Além da Universidade de Santa Maria, a Federal do Rio Grande do Sul também aplica a reserva de vagas por condição racial. Porém inclui os alunos oriundos de escolas públicas na mesma cota. No total são 5.252 alunos estudando por meio do sistema de cotas no Estado, a maioria na Capital. Este tipo de seleção está facilitando a formação de Carlos Nunes, aluno de Educação Física da Ufrgs. Ao se inscrever para o vestibular, Carlos ficou sabendo das cotas e hoje está no 3º semestre do curso. Ele acredita que seria mais difícil se qualificar na área em que atua, não fosse o sistema de cotas. “Eu já sou professor de tênis e motivado pela prática, busquei aperfeiçoamento. Mas em razão das dificuldades financeiras, precisei buscar uma universidade pública”, disse. Ele projeta uma ampliação das oportunidades profissionais com a formação acadêmica. “Sei que a maioria negra precisa trabalhar e acaba se tornando difícil conciliar a grade de horários. Porém, se não fossem as cotas, seria ainda maior a desistência pelo ensino”, falou.

A realidade da Ufrgs é de mais de 4 mil alunos cotistas, mas há quem lute contra esta reserva de vagas. O Movimento Contra as Cotas na Ufrgs é liderado pelo estudante Anderson Gonçalves, que organizou manifestações dentro da universidade quando foi montado um telão no campus para transmitir a audiência pública. “As cotas acabam com a igualdade de possibilidades no vestibular. Queremos que o Ministério Público fique do nosso lado, do lado da sociedade e acabe com este sistema, que não colabora em nada com o que se propõe e só atrapalha o restante dos alunos”, argumentou à imprensa na época.

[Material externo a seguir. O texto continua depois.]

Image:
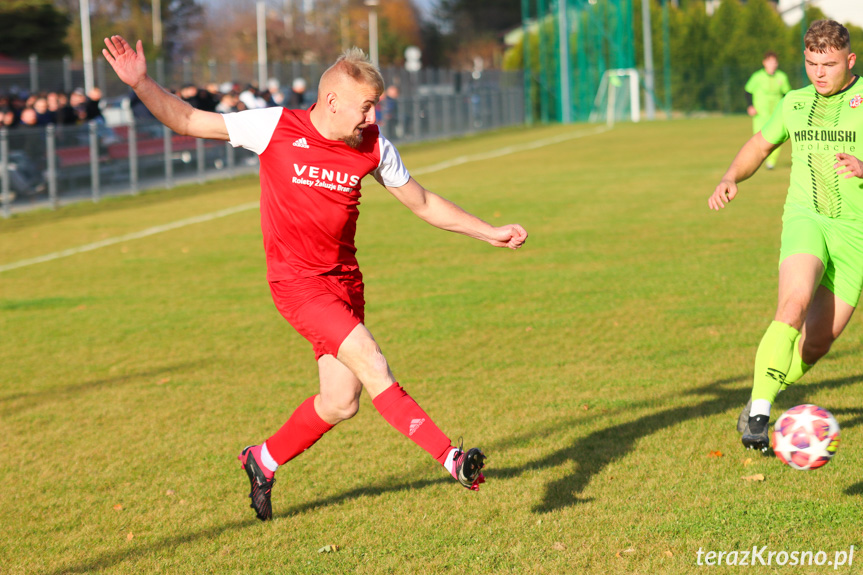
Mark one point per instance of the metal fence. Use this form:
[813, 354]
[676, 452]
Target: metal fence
[53, 165]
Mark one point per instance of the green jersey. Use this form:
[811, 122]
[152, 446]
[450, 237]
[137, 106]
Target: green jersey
[820, 127]
[767, 91]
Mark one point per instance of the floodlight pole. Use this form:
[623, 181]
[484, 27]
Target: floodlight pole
[157, 23]
[373, 30]
[86, 45]
[563, 49]
[262, 44]
[649, 103]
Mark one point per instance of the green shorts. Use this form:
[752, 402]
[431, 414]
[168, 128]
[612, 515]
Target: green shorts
[837, 243]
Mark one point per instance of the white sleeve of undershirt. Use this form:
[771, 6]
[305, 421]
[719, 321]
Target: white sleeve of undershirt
[391, 170]
[253, 129]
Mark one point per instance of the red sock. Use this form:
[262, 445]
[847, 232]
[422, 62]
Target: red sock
[403, 413]
[301, 431]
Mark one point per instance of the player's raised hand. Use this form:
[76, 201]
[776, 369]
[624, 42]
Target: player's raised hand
[129, 64]
[724, 193]
[848, 165]
[511, 236]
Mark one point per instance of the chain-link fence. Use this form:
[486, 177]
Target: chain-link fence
[56, 164]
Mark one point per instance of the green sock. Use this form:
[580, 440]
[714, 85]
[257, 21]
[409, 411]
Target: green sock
[798, 367]
[773, 360]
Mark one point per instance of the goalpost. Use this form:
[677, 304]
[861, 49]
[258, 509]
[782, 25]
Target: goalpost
[618, 97]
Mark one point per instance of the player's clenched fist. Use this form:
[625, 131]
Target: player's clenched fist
[723, 194]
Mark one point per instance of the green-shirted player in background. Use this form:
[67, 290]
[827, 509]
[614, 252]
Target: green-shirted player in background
[821, 258]
[764, 91]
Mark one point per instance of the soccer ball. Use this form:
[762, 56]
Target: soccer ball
[806, 437]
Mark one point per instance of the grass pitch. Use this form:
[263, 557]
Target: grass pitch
[601, 367]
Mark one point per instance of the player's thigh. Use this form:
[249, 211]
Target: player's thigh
[799, 275]
[323, 309]
[844, 273]
[362, 355]
[803, 257]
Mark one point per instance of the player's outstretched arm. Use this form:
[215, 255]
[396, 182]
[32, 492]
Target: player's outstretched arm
[446, 215]
[131, 67]
[747, 161]
[849, 165]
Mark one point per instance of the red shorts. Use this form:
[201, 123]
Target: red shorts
[323, 309]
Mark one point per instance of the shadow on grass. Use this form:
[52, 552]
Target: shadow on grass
[18, 402]
[593, 453]
[110, 559]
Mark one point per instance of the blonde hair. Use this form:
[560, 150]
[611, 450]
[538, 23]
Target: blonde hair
[826, 35]
[354, 64]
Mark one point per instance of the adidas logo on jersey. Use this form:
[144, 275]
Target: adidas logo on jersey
[415, 424]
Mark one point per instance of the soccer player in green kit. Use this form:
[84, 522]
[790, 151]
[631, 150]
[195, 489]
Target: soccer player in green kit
[764, 91]
[821, 258]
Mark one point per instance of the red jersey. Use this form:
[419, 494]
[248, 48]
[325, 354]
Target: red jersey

José Carlos Hennemann, Reitor da Universidade na época, apoiou a decisão. foto Eduardo Seidl/29.06.07

Segundo dados do Ministério da Educação, em 2007, 5,6% dos jovens brancos frequentavam o ensino superior e apenas 2,8% dos jovens negros com 16 anos ou mais estavam nesta condição. O ministro da Secretaria de Políticas de Igualdade Racial, Edson Santos, salientou em sua fala durante a audiência pública que a discussão ocorrida no âmbito jurídico é de extrema relevância, uma vez que 50,6% da população brasileira é de pessoas declaradas negras. “O país está recuperando, ainda em tempo, um debate que se deu com a campanha da abolição da escravatura, no final do século 19. Para termos uma idéia, a taxa de analfabetismo entre negros com 15 anos ou mais é duas vezes mais elevada do que a dos jovens brancos. Isto já seria o suficiente para o Estado decidir pela política de cotas no ensino público”, afirmou.